We conducted analyses separately for each ancestry group in AoURP, BBJ and G&H. For each ancestry, we performed analyses for macrovascular outcomes using all individuals, irrespective of T2D status, and for microvascular complications in individuals with T2D only. For each analysis, we calculated the overall PS and cluster-specific partitioned PS for each individual, with each index SNV weighted by the allelic log-OR from the ancestry-specific meta-analyses. We did not include index SNVs with MAF < 1% in the PS. We also excluded index SNVs with poor imputation quality (r2 < 0.7) in BBJ and G&H, and those with extreme deviation from Hardy–Weinberg equilibrium (P < 10−6) in AoURP. We standardized the overall PS and each cluster-specific component of the partitioned PS to have mean zero and unit variance. We tested for association with each vascular outcome through generalized linear regression and with age of T2D onset through linear regression. For each outcome, we considered a model including the overall PS and then each cluster-specific component the partitioned PS adjusted for the overall PS. All association analyses were conducted using the glm function in R.

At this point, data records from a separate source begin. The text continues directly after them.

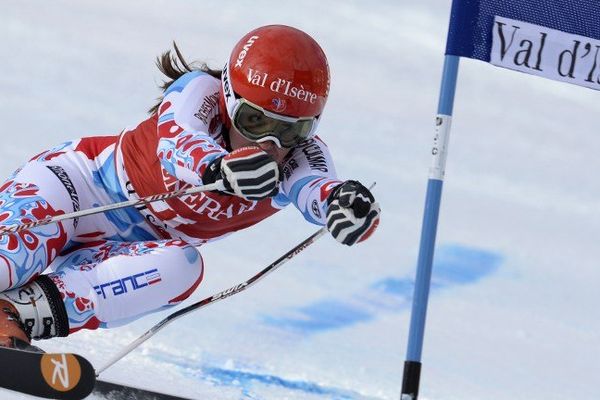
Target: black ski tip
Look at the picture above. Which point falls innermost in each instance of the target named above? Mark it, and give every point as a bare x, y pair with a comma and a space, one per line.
67, 376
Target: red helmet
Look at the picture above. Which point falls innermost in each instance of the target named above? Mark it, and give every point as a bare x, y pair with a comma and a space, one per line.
282, 72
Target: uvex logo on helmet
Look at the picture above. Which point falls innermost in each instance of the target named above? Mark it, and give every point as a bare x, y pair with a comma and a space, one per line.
245, 48
279, 68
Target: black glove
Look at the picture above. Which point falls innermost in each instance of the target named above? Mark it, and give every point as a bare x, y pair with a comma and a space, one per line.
247, 172
353, 214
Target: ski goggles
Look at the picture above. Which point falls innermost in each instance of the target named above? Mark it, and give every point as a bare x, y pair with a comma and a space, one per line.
258, 125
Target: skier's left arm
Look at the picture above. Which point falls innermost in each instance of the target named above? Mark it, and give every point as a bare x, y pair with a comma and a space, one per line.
310, 182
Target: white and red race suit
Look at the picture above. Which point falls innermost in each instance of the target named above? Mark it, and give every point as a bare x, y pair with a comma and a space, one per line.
114, 267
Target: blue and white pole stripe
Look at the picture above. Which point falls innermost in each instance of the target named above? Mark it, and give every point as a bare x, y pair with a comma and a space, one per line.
439, 151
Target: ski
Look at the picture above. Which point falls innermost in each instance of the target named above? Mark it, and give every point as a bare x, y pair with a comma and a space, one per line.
50, 375
119, 391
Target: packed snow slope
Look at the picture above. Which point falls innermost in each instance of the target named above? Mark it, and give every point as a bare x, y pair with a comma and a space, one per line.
514, 304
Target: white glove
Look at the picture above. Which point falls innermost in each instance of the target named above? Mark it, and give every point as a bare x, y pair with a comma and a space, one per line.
247, 172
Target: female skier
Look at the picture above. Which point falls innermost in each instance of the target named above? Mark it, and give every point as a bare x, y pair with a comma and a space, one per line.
251, 126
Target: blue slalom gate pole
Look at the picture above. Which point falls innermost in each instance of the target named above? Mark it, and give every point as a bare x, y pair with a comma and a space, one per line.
412, 365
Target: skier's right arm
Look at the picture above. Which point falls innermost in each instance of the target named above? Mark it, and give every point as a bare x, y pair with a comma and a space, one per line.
187, 150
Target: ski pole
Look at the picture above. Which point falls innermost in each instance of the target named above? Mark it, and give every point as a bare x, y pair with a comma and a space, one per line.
213, 299
219, 296
96, 210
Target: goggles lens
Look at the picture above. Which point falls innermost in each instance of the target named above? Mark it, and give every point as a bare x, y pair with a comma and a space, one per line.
255, 123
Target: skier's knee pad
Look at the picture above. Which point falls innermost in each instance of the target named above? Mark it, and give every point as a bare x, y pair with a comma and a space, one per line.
40, 308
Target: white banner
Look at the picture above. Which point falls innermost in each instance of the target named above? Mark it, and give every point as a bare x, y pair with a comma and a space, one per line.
538, 50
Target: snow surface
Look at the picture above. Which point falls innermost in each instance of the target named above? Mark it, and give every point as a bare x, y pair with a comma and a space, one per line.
514, 307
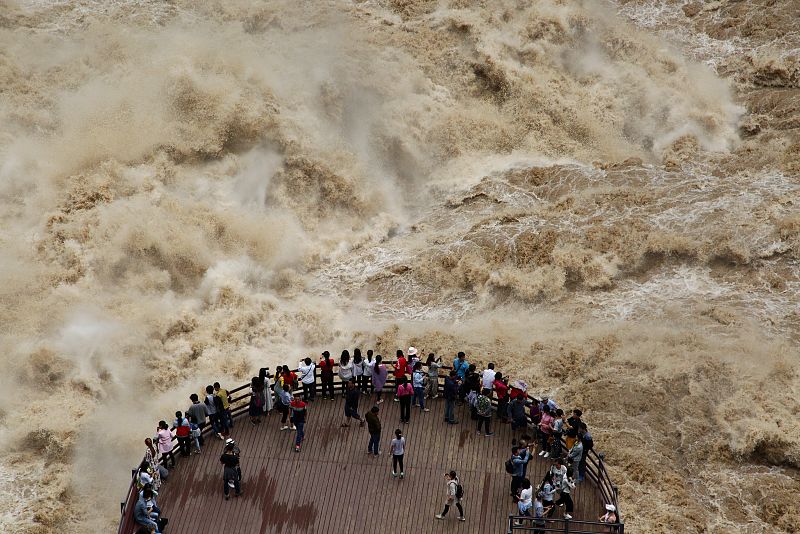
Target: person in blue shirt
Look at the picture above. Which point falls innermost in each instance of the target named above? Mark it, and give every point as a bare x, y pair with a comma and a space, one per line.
141, 514
460, 365
520, 458
418, 382
450, 396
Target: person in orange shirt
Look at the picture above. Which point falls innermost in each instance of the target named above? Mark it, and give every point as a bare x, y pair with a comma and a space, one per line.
400, 369
326, 373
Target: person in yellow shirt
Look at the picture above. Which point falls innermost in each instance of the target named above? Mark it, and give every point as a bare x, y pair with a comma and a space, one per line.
222, 393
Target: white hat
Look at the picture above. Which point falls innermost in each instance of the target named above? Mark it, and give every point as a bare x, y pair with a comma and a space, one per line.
519, 384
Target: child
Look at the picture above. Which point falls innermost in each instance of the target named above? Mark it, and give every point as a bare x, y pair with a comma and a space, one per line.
398, 448
434, 365
195, 433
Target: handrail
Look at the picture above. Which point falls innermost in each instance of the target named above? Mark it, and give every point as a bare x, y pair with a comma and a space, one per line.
595, 467
526, 523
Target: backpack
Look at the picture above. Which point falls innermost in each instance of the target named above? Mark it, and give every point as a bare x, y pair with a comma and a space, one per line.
484, 406
510, 466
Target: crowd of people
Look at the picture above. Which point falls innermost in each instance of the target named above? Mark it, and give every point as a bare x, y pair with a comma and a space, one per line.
536, 425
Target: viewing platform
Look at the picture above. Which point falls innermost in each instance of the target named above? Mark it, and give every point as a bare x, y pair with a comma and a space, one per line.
333, 485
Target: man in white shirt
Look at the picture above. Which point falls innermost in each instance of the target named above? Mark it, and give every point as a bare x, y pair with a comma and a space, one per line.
487, 379
308, 378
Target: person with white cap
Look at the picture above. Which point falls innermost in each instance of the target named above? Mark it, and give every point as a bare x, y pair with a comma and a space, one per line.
610, 516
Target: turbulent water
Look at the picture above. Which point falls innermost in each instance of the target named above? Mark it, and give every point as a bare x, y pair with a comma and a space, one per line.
604, 198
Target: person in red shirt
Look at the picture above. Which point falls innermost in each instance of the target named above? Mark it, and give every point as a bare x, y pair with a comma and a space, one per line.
400, 369
501, 390
404, 392
545, 431
289, 377
326, 373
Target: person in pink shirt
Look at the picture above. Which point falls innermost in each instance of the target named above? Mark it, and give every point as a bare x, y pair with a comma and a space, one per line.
545, 431
404, 392
164, 437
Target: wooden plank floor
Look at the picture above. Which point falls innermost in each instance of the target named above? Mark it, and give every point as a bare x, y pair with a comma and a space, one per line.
333, 485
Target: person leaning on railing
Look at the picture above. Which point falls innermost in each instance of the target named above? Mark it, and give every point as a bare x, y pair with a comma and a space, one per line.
345, 370
308, 379
326, 365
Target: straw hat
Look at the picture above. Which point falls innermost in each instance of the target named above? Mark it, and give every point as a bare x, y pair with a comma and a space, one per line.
519, 384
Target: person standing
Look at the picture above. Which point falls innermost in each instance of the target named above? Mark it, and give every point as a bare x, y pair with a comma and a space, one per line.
520, 456
298, 408
283, 396
460, 365
222, 393
609, 517
199, 411
379, 375
374, 428
400, 368
263, 376
574, 456
352, 396
369, 368
404, 394
525, 500
538, 515
559, 422
358, 369
214, 416
165, 443
159, 471
588, 444
450, 397
558, 470
183, 433
308, 378
545, 432
256, 405
345, 370
501, 391
548, 493
418, 382
455, 493
398, 450
326, 373
434, 365
141, 514
571, 428
565, 497
483, 407
517, 410
487, 380
230, 471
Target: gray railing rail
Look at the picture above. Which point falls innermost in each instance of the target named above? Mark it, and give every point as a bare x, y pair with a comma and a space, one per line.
595, 467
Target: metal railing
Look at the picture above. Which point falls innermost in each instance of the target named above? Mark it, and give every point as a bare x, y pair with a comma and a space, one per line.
595, 467
518, 523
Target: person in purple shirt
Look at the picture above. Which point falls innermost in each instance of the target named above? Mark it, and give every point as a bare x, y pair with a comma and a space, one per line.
379, 376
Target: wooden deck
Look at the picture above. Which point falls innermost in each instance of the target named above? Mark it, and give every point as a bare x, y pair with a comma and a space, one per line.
334, 486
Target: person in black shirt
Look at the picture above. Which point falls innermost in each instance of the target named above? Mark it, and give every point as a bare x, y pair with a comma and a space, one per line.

We adjusted association analyses with vascular outcomes for age, sex and the first 20 principal components. In BBJ, we also adjusted for recruitment phase and status of the registered common diseases (other than T2D) to account for ascertainment. We further adjusted analyses of macrovascular outcomes for T2D status. We also further adjusted analyses of microvascular complications for duration of T2D. In AoURP, we defined age as age at last hospital visit. In BBJ, we defined age as age at first record. In G&H, we defined age as age at diagnosis for T2D cases and age at last follow-up for controls. For CAD, we also conducted sensitivity analyses by including, as an additional covariate, a CAD PS from the largest published multi-ancestry CAD GWAS39. The PS was constructed from index SNVs for 241 conditionally independent CAD associations, weighted by the multi-ancestry allelic log-OR (ancestry-specific effects were not available), and standardized to have mean zero and unit variance. We adjusted association analyses with age of T2D onset for sex and the first 20 principal components. In BBJ, we also adjusted for recruitment phase and status of the registered common diseases (other than T2D) to account for ascertainment.

For each outcome, we aggregated association summary statistics from each cluster-specific component of the partitioned PS and the overall PS across ancestries through random-effects meta-analyses. All meta-analyses were conducted using the R package meta (https://cran.r-project.org/package=meta).

Cluster-specific partitioned PS analyses of clinical outcomes

We tested for association of cardiovascular and kidney-related clinical outcomes in EUR individuals with T2D in prospective GWASs from six clinical trials from the Thrombolysis in Myocardial Infarction (TIMI) Study Group (https://timi.org/). Trial descriptions and details of genotyping and quality control are provided in the Supplementary Methods.

Within each trial, we calculated the overall PS and cluster-specific components of the partitioned PS for each individual, with each index SNV weighted by the allelic log-OR from the European ancestry-specific meta-analysis. We standardized the overall PS and each cluster-specific component of the partitioned PS to have mean zero and unit variance. Data from the six trials were subsequently pooled, and we considered the following clinical outcomes in patients with T2D only: myocardial infarction, ischaemic stroke, cardiovascular death, hospitalization for heart failure, atrial fibrillation, acute limb ischaemia, peripheral revascularization, end-stage renal disease or renal death and albuminuria. We tested for association of each cluster-specific component of the partitioned PS with each clinical outcome under a Cox proportional hazards model, including age, sex, the first ten principal components and the overall PS as covariates. All association analyses were conducted using the coxph function with Efron ties handling from the R package survival (https://cran.r-project.org/package=survival).

Ethics statement

Study-level ethics statements are provided in the Supplementary Note.

Reporting summary

Further information on research design is available in the Nature Portfolio Reporting Summary linked to this article.